Mukhtar Mohamed Hirabe was killed in 2009. (NUSOJ)
Mukhtar Mohamed Hirabe was killed in 2009. (NUSOJ)

Evacuating Somali reporters who face unrelenting violence

Somalia was among the world’s deadliest countries for journalists in 2009, the year I began working with CPJ’s Journalist Assistance program. On June 7, two gunmen shot Mukhtar Mohamed Hirabe and Ahmed Omar Hashi, the director and news editor of the country’s leading independent station, Radio Shabelle. Hirabe died at the scene. Hashi barely survived and was hospitalized with wounds to the abdomen and right hand.

The following day, JA received an email from Radio Shabelle’s former web editor, Baabul Noor Mohamed, who was living in Uganda. Due to continued threats, Baabul and three colleagues had been evacuated out of Mogadishu in 2007 by JA’s then-coordinator, Elisabeth Witchel. In his email, Baabul asked CPJ to contact his colleague Ahmed Tajir, who had been injured in the recent attack. On establishing contact with Tajir, CPJ learned that doctors believed Hashi needed to leave Somalia for further treatment, and that there had been a second attack on his life inside the hospital. CPJ evacuated Hashi on an African Airways flight to Uganda, where he received medical care and treatment for ongoing trauma.

Over the course of 2009, dozens more journalists fled Somalia. In October, while trying to stay abreast of Somalia’s ever-changing political landscape, I read an online article on Somali journalists Hasan Ali Gesey, Abdul Hakim Omar Jimale,and Mohamed Shidane Daban, who were living in Nairobi. All had survived near-death at home. Ali Gesey, a former editor at Somaliweyn Radio, fled following repeated death threats. Jimale, a veteran reporter for the government-run Radio Voice of Peace, was left for dead after in 2007, after gunmen forced their way into his Mogadishu home and shot him five times. The third, Shidane, survived multiple attempts on his life during his 15 years as a reporter. In 2003, armed men raided his house, spraying it with bullets. Shidane lost his right arm, and his 18-month-old daughter was killed.

A year later, an Al-Shabaab leader threatened to kill him. Shidane went into hiding in Mogadishu and then fled to South Africa. Having returned home, in January 2008, he was arrested by government agents and held without charge for 115 days. This time, a target for both sides of the conflict, Shidane fled to Kenya.

In Kenya, however, Shidane found no reprieve from the threat of violence. In 2010, he produced a series of controversial stories for the German Radio Service ARD and the Kenyan daily The Standard. He uncovered evidence of Al-Shabaab fighters receiving medical treatment in Kenya and reported on the story of a Somali child soldier who escaped a militia training camp. Both stories were immediately followed by renewed death threats. Fearing for Shidane’s safety, ARD staff took him to Nairobi’s Kangethe Rehabilitation Center. There, CPJ covered the cost of his stay as well as medical exams for ongoing pain in the arm Shidane had lost in 2003. Doctors removed a bullet found in what remained of his right arm.
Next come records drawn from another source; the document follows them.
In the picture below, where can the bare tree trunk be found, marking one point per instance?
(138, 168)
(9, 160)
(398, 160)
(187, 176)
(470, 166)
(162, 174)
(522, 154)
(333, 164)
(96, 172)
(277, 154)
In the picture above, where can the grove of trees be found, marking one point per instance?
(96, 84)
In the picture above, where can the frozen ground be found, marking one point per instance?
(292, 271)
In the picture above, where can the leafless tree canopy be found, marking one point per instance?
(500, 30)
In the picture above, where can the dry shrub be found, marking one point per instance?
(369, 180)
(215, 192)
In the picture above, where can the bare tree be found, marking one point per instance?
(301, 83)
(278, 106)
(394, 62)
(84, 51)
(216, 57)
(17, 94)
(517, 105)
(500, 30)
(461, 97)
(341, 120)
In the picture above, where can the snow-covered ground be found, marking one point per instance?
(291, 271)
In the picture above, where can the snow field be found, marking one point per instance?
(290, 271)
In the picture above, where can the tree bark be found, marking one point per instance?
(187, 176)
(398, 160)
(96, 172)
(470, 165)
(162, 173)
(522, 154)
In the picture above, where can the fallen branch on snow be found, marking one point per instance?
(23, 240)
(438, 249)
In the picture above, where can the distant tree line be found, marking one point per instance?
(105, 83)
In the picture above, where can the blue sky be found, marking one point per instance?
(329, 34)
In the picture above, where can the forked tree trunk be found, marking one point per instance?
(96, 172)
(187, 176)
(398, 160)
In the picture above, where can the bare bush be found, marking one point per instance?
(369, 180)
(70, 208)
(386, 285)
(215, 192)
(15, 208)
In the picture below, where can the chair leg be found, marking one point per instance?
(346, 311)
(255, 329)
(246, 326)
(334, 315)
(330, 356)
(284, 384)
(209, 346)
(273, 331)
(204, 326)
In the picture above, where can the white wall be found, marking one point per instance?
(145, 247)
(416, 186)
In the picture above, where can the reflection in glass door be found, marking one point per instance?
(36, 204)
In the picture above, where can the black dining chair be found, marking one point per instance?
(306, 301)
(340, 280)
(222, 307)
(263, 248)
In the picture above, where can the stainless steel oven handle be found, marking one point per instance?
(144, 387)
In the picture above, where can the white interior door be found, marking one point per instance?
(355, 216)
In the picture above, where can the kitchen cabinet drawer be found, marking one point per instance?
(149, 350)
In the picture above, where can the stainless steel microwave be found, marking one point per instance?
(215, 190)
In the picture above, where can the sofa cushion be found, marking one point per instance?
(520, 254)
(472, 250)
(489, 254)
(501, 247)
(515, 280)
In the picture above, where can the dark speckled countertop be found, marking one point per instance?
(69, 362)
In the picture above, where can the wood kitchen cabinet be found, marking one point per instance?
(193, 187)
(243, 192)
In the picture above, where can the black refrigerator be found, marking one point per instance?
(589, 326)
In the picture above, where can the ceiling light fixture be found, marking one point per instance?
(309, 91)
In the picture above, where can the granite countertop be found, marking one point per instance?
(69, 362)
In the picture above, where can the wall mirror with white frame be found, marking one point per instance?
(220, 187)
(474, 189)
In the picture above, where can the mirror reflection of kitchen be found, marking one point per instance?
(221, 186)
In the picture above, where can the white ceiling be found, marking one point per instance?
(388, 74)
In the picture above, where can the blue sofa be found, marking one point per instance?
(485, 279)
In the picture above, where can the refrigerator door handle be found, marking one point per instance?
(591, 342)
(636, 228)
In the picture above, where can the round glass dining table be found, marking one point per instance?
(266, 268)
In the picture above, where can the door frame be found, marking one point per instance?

Though Kangethe proved to be a temporary haven, it was not equipped to handle such a high-risk case. All those working on Shidane’s behalf feared that his assailants would soon find him. After discussions with ARD and Kangethe, we agreed that Shidane should be relocated. CPJ’s East Africa consultant, Tom Rhodes, worked his contacts on the ground in Nairobi, while from New York I contacted Amnesty International, the East and Horn of Africa Human Rights Defenders Project, and the United Nations High Commissioner for Refugees. Finally, the U.N. agreed to transfer Shidane to a GTZ facility with 24/7 protection for refugees at high risk.
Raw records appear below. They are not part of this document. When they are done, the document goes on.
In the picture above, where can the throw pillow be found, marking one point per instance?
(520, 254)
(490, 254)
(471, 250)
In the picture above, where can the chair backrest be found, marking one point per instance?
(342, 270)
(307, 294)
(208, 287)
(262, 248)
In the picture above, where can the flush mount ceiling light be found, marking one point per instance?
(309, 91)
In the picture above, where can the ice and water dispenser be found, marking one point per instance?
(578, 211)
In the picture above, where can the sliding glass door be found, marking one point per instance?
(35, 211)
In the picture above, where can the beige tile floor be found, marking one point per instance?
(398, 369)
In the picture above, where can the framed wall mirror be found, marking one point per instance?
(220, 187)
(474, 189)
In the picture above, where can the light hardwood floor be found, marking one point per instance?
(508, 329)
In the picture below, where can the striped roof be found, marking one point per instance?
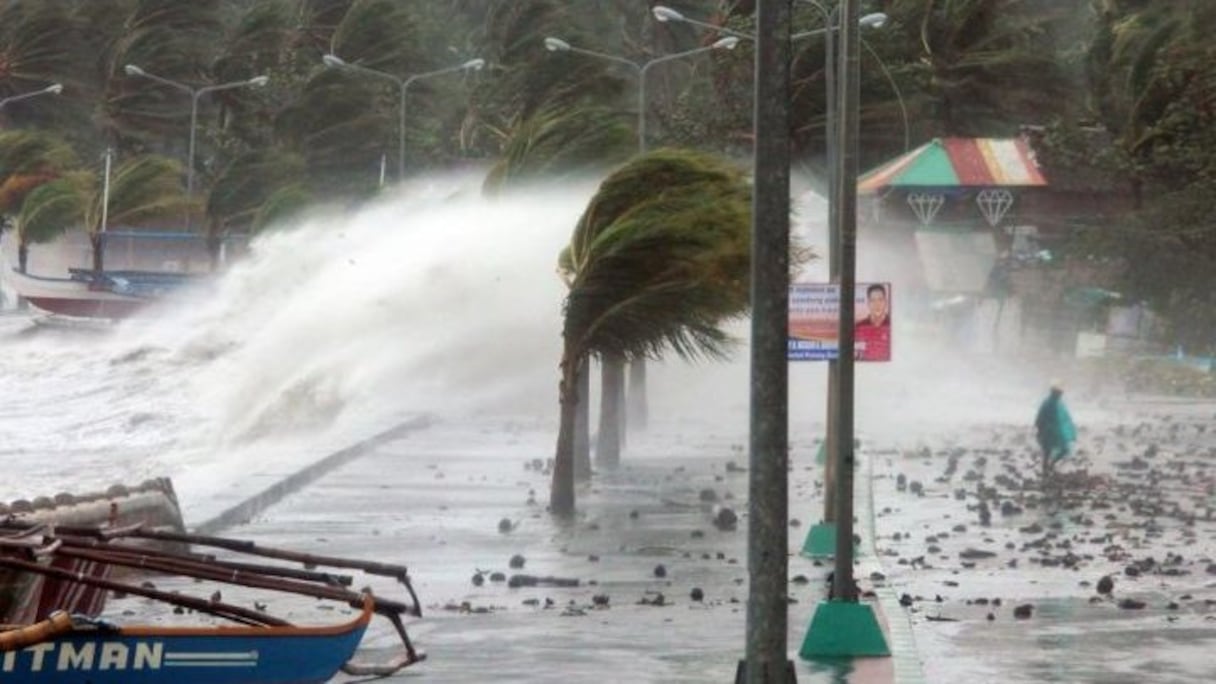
(958, 162)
In the meantime, CPJ pressed the UNHCR for Shidane’s resettlement out of the region, and today, he is living in Sweden. CPJ also supported Jimale’s resettlement to the United States, where he lives near Boston. Ali Gesey was initially turned down for resettlement, but while his case is pending on appeal, CPJ continues to support him.

Shidane recently spoke with CPJ, updating us on his life in Sweden. “I still can’t forget my past,” he wrote. “But here I started to catch up with the life, there is no stress. I can sleep well, there is no fear, no threat. Thank you, you saved my life.”

This entry is part of a series commemorating 10 years of CPJ’s Journalist Assistance program.